Security is all about checking everything in a group, since
you never know which ones might be sketchy. Like, here in
Berlin, if you show up to a concert with a bag, some guy is
going to look through it. Even if hardly any bags have anything
they shouldn't, they still have to check every single one.
I really don't have any hands-on experience with QR codes, and
I barely know how they work, but I figure they just hold URIs
that get opened up. That would make them active content.
Letting stuff run without the user doing anything is risky,
kind of like letting macros go off in a doc file as soon as you
open it. Imagine if every time you downloaded an exe, it just ran
right away. That would be a nightmare!
So, if that's actually how QR codes work, that needs to be
fixed. When you scan a QR, it should just show you the text
and let you copy it if you want. If you decide to open it
as a URI, that should be your call.
Your example is spot on the money, as is your approach to security.

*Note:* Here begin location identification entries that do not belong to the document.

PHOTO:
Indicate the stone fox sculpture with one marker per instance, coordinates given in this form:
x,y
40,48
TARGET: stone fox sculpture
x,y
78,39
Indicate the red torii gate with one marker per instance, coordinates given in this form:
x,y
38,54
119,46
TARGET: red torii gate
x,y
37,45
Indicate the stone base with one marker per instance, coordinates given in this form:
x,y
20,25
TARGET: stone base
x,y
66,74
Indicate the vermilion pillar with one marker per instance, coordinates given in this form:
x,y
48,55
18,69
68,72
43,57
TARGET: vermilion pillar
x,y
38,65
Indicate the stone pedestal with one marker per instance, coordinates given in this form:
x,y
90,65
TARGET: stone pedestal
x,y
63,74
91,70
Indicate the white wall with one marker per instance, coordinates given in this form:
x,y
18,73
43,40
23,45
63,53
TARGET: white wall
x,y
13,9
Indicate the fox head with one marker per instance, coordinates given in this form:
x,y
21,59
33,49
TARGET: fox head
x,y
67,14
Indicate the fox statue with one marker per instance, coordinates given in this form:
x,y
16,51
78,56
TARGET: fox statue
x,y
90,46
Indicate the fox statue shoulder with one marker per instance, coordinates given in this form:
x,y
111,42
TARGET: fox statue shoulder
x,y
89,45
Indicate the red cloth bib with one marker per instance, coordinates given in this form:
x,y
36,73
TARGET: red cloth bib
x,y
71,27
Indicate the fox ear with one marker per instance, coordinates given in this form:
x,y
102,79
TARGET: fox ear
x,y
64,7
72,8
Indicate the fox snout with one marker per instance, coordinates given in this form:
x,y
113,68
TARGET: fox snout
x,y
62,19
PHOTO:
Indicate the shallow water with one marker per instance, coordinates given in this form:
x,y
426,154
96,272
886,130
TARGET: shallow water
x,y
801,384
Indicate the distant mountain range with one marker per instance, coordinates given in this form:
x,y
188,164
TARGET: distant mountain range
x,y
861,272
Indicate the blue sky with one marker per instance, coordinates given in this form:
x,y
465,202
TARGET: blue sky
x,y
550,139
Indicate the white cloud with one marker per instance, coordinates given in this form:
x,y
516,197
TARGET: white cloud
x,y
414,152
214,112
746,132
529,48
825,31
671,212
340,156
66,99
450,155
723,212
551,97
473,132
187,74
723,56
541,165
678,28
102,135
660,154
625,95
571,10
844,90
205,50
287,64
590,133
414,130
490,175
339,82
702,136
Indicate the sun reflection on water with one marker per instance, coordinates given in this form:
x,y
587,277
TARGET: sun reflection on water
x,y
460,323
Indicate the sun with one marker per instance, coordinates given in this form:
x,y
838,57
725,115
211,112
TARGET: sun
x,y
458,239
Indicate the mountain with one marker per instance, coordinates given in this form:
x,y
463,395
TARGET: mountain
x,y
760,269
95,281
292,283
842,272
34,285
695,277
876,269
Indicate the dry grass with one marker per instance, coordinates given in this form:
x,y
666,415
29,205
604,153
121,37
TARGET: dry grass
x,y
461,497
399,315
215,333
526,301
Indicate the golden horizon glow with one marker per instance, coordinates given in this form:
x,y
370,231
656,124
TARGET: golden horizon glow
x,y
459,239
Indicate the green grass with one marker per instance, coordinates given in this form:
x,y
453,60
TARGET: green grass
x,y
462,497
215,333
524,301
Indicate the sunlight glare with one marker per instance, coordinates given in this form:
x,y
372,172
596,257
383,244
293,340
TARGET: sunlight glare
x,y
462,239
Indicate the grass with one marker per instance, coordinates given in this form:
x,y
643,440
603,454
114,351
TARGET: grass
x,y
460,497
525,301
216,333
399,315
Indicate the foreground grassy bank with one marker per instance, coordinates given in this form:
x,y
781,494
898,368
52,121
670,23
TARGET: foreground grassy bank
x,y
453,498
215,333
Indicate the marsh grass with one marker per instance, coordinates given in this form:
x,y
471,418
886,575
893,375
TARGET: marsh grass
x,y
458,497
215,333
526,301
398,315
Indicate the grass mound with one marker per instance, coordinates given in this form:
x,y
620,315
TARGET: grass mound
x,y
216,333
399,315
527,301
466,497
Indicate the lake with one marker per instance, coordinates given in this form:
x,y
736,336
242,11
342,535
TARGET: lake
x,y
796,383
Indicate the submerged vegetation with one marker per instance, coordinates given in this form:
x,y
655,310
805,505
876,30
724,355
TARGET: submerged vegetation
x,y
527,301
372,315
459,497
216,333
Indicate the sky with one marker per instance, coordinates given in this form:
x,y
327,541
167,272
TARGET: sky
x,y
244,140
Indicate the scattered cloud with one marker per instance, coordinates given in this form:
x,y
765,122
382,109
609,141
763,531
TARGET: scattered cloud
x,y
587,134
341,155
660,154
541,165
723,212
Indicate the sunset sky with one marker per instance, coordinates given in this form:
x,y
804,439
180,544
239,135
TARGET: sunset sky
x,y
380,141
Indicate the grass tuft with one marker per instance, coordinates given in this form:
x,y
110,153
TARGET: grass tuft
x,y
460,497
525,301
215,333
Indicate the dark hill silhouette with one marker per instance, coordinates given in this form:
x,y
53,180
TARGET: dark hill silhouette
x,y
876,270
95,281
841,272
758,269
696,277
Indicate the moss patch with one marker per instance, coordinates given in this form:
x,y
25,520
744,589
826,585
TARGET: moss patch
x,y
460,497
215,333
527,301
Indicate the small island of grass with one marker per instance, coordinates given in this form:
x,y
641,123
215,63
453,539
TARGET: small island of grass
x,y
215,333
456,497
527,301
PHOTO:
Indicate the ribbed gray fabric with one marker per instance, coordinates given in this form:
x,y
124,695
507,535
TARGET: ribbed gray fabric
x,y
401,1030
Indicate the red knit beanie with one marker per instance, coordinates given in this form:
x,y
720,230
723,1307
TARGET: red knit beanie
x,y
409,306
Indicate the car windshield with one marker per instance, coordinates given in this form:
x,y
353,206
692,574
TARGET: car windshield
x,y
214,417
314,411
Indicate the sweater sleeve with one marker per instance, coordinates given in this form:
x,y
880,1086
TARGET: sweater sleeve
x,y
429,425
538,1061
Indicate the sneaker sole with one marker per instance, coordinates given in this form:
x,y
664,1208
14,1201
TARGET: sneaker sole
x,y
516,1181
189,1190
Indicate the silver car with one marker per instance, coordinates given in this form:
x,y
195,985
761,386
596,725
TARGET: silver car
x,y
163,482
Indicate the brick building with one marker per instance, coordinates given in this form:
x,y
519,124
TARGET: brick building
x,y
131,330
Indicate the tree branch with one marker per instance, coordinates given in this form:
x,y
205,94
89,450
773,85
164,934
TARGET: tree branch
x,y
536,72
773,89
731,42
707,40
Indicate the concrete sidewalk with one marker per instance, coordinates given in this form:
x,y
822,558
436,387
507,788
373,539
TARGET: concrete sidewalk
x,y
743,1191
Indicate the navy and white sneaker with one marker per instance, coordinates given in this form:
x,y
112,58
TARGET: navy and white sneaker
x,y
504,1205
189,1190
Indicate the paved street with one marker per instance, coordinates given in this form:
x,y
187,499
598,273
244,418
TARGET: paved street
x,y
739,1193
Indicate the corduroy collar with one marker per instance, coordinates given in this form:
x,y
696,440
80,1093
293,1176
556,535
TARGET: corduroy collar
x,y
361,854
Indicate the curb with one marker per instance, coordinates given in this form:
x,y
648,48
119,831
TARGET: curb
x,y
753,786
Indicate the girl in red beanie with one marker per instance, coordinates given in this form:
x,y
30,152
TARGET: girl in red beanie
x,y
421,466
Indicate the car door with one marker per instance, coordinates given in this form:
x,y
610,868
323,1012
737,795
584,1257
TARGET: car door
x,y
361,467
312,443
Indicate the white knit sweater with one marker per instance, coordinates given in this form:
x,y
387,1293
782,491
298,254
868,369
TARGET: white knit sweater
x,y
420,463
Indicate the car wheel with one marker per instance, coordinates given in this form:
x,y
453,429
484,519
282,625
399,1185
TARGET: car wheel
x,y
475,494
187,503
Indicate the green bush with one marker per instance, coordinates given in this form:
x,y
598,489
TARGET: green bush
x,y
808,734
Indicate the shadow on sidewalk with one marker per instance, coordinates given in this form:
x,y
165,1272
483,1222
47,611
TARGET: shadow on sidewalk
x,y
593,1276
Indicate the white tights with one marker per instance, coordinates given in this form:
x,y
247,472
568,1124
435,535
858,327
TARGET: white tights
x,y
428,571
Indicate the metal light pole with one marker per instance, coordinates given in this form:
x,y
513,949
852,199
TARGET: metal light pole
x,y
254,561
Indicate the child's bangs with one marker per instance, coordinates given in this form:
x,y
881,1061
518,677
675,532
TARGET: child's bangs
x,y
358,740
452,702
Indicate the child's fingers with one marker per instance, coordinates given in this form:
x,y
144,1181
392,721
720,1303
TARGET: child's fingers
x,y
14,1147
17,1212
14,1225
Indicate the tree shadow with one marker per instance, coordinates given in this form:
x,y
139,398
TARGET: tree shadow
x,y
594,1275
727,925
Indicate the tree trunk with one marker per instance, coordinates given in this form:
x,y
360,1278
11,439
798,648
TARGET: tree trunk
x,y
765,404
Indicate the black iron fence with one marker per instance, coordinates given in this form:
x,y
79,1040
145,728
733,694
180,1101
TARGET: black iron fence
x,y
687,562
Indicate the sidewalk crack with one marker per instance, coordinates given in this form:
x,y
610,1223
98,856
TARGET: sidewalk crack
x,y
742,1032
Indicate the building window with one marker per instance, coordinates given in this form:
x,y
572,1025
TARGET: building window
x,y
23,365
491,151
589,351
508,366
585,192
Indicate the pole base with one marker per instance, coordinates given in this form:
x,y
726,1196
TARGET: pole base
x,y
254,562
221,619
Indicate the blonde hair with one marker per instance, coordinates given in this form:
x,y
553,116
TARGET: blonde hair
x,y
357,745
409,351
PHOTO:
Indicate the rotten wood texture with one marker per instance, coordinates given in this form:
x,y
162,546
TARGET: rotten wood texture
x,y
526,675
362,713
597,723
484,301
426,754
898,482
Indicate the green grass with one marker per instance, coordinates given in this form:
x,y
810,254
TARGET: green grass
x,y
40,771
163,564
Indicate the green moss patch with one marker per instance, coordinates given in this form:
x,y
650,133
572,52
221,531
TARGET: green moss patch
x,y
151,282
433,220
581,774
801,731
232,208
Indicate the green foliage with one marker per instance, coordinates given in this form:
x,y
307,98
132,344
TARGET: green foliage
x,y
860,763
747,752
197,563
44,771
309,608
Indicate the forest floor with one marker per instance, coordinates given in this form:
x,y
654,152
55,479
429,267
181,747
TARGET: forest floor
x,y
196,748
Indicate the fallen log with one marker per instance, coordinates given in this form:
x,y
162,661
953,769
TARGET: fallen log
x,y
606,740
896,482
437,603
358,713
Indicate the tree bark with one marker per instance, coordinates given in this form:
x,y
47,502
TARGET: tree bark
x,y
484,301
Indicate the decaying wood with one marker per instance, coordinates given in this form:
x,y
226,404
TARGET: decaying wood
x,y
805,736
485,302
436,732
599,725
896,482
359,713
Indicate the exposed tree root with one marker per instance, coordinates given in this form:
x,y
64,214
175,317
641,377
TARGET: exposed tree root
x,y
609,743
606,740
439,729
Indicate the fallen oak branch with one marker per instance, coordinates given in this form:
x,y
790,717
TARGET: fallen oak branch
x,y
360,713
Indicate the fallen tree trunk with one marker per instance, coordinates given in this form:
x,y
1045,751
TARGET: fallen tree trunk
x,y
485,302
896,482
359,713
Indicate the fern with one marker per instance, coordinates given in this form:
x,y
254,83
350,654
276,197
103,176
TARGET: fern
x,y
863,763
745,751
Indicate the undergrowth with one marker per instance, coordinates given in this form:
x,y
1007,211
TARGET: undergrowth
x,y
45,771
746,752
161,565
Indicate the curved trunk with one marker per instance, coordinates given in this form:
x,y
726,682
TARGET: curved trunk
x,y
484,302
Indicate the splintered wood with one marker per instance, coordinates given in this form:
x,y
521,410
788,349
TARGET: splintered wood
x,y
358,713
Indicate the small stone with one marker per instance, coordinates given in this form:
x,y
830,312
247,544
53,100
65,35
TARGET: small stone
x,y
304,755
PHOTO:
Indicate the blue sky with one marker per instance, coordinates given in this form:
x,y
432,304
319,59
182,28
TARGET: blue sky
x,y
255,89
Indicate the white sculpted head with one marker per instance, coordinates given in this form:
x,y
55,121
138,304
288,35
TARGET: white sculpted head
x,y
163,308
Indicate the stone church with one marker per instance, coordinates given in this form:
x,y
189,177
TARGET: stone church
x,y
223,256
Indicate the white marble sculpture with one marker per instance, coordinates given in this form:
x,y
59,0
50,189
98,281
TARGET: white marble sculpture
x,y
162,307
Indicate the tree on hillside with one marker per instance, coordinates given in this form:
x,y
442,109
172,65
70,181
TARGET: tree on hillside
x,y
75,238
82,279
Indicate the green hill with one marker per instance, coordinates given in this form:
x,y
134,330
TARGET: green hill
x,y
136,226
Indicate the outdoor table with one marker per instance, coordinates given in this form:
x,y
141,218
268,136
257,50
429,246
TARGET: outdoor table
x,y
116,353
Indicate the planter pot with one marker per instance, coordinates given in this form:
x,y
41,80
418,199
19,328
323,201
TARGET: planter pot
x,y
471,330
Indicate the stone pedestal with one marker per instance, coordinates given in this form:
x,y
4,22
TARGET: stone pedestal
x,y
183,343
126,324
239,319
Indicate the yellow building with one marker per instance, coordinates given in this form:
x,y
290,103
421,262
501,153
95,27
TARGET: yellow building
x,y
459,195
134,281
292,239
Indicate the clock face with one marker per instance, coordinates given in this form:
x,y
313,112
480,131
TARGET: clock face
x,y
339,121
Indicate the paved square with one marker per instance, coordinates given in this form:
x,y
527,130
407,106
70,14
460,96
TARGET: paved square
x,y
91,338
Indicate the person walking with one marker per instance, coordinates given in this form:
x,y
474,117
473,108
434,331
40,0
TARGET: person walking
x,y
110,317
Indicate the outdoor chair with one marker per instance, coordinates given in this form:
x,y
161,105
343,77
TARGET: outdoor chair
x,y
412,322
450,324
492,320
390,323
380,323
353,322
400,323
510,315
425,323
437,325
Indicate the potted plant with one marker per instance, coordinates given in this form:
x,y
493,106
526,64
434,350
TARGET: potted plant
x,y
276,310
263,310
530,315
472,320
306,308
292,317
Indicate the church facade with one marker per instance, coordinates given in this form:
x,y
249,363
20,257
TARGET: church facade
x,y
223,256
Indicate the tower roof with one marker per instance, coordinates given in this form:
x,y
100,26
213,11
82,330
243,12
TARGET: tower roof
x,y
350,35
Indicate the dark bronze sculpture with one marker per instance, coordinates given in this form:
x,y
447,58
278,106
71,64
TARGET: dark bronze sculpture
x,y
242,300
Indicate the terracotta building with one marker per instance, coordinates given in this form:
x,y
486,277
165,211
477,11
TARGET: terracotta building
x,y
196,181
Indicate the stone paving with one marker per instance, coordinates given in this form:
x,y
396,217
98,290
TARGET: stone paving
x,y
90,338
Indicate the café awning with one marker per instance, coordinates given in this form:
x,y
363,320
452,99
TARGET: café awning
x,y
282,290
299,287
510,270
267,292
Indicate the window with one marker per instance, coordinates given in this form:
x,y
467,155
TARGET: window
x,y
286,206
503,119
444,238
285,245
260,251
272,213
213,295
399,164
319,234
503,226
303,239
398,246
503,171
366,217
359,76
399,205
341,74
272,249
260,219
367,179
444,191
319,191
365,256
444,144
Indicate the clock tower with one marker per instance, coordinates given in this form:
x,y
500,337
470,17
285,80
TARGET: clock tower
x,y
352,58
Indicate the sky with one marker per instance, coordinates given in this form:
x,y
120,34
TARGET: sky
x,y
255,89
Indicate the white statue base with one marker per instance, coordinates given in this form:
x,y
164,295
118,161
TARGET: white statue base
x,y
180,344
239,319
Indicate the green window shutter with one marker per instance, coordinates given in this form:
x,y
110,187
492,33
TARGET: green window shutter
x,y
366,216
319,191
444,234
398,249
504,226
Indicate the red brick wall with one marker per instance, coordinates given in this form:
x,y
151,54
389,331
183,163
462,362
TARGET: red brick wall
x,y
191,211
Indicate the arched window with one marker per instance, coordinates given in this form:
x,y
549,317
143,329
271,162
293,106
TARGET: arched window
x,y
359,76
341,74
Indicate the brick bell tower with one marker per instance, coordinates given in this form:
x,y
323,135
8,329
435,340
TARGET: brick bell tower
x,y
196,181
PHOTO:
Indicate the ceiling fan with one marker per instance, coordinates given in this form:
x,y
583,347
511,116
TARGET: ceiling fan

And your point of view seems to me to be sensibly logical & reasonable.
While my initial posts to this thread prove I don't usually deal with QR
codes, many people already mentioned in this thread that if the QR code
resolves to a URL, it's no different than any other URL on your system.
They all mentioned to Joerg that whether or not that URL is "active"
depends on how the user has set up their phone once it resolves the URL.
Does the phone ask the user to manually approve "going to" that URL?
Or does the phone just automatically "go to" that URL?
I don't know really, as I said from the start I was only helping out the OP
by suggesting QR code readers that I had tested long ago & didn't fail.
I suspect it depends on how the user sets up the system to act on URLs.
But I'll let those who actually use QR codes in daily use answer that.